One fine night in the early fall of 1979, I was on the air at my college radio station when the studio telephone rang. (Or blinked, as the case may be.) It was the associate editor of the campus newspaper. "We'd like somebody to write a music column for the paper every week, and I can't think of anyone better qualified to do it than you." Honesty compels me to report that the editor happened to be a former girlfriend, and that was my primary qualification for the gig, because I had no other credentials at that point. I'd been on the campus station for less than a year, and I had neither a recognizable on-air style that made me unique, nor a golden ear for picking the hits. What I did have was passion for music and the ability to cobble together strings of coherent sentences. It was this that my ex remembered, and so "Stick 'Em In Your Ear" was born. Working at a radio station gave me access to new music, concert news, and the occasional concert ticket. Because the station was populated by other music freaks, we often talked, and more often argued, about our preferences and prejudices. As a result, my opinions came to be passionately held and in my columns, bluntly expressed.

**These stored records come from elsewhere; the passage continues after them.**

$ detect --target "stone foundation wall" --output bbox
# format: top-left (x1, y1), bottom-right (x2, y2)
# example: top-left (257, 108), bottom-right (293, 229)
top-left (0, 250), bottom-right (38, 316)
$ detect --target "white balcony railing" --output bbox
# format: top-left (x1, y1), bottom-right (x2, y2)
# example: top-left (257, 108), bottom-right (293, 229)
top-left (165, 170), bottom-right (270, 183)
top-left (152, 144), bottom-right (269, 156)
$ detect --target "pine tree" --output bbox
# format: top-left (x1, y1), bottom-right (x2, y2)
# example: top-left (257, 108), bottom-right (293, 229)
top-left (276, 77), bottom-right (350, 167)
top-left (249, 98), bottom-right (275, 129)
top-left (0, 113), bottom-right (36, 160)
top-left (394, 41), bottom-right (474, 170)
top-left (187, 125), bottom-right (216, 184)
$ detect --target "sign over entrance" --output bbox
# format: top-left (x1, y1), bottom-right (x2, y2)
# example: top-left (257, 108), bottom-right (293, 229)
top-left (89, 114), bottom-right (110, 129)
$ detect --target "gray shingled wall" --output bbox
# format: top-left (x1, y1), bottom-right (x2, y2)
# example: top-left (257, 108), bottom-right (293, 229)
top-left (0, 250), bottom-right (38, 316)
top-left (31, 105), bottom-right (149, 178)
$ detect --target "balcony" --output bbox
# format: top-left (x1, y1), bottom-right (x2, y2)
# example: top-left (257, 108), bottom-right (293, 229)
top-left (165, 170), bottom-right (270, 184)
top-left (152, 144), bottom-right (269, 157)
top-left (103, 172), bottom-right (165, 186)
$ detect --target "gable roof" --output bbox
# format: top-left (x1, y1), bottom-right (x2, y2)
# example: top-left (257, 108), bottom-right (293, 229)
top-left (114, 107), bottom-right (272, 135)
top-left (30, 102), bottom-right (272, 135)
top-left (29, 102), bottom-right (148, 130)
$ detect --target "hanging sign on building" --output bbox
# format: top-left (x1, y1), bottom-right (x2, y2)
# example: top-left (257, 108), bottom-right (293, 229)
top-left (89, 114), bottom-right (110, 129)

I used to have a bunch of these columns posted online, but when I changed ISPs a couple of years ago, they came down--and they aren't going back up again. For one thing, the young man who wrote them comes across in print as pompous and arrogant now, utterly convinced of his own rectitude and completely lacking empathy for anyone else. For another, the writing is pretty rough. Even the best columns have a tossed-off, stream-of-consciousness feel to them, because that's how I wrote in those days--when you think you're perfect just the way you are, you don't bother to edit.

I was going through some of these old columns recently and discovered one published 26 years ago today, on December 6, 1979. In the paper's last edition of the calendar year, I listed my top albums and singles of 1979.
Albums:
1. Candy-O/Cars
2. The Long Run/Eagles
3. Minute by Minute/Doobie Brothers
4. In Through the Out Door/Led Zeppelin
5. 52nd Street/Billy Joel
6. Breakfast in America/Supertramp
7. Rickie Lee Jones
8. Get the Knack
9. Time Passages/Al Stewart
10. Spirits Having Flown/Bee Gees


Singles:
1. "What a Fool Believes"/Doobie Brothers
2. "Cruel to Be Kind"/Nick Lowe
3. "Heart of Glass"/Blondie
4. "Goodbye Stranger"/Supertramp
5. "Rise"/Herb Alpert
6. "Bad Case of Loving You"/Robert Palmer
7. "Let's Go"/Cars
8. "Tragedy"/Bee Gees
9. "Goodnight Tonight"/Wings
10. "Sail On"/Commodores

It strikes me that those aren't bad lists, even after all this time. On the singles list, I overrated "Rise" and "Goodnight Tonight," and I liked "Heart of Glass" a lot more then than I do now. About Candy-O, I wrote, "It typifies what the late 70s have been about, rockwise." I don't agree with that now--looking back today, Candy-O is actually a break with 70s styles and a precursor of the polished, chilly, danceable 80s rock that MTV would make famous. Including the Bee Gees on both lists was an act of reverse iconoclasm, in which I praised an act everyone else was bashing at the time--although I still think the dramatic "Tragedy" is one of the most underrated records in their canon.

What's missing from these lists is what was missing from our radio station: punk and new wave (with the exception of Blondie and Nick Lowe, whom we considered new-wavey at the time), and anything remotely alternative, the kind of music associated with adventuresome college radio. We were top-40 and album-rock fans. Our program director had worked the previous summer at Milwaukee's top album-rock station and brought Lee Abrams' legendary Superstars format (the first classic-rock format) to school with him in the fall. The playlist contained a limited number of new, below-the-radar bands--but most of them left most of us cold. We wanted to play the hits by the bands we loved, and they were many of the same ones we'd loved in high school. (If we'd paid better attention to the under-the-radar bands, we might have noticed that they resembled the Cars more than they did the Eagles or Doobies.)

As the new calendar year 1980 dawned, the station's new program director--me--had no intention of changing things much. But some of those stories will have to wait for another time.

2 Comments:

At 9:03 AM, Anonymous Anonymous said...

As you mentioned earlier, 1979 was a great year for the release of classic rock albums. There was "Tusk" by Fleetwood Mac, "Head Games" by Foreigner, "Evolution" by Journey, Cornerstone" by Styx and so many more.

A couple of thoughts about the Cars:
*we used to do "Supersets" of various artists by playing three of their songs in a row. I can remember playing the first three songs on the Cars debut album as a "Superset" because "Good Times Roll", "My Best Friends Girl" and "Just What I Needed" were tracked really close together on the album.

*Isn't Ric Ocasek married to a supermodel named Paulina Parizkova?
Gee, I can't imagine what a handsome guy like Rick Ocasek would see in her! (ha ha!) ---Shark

 
At 11:30 AM, Anonymous Anonymous said...

1979 did indeed rock. On a related note, you might appreciate the book featured in this article on Slate.com. -- Dave P.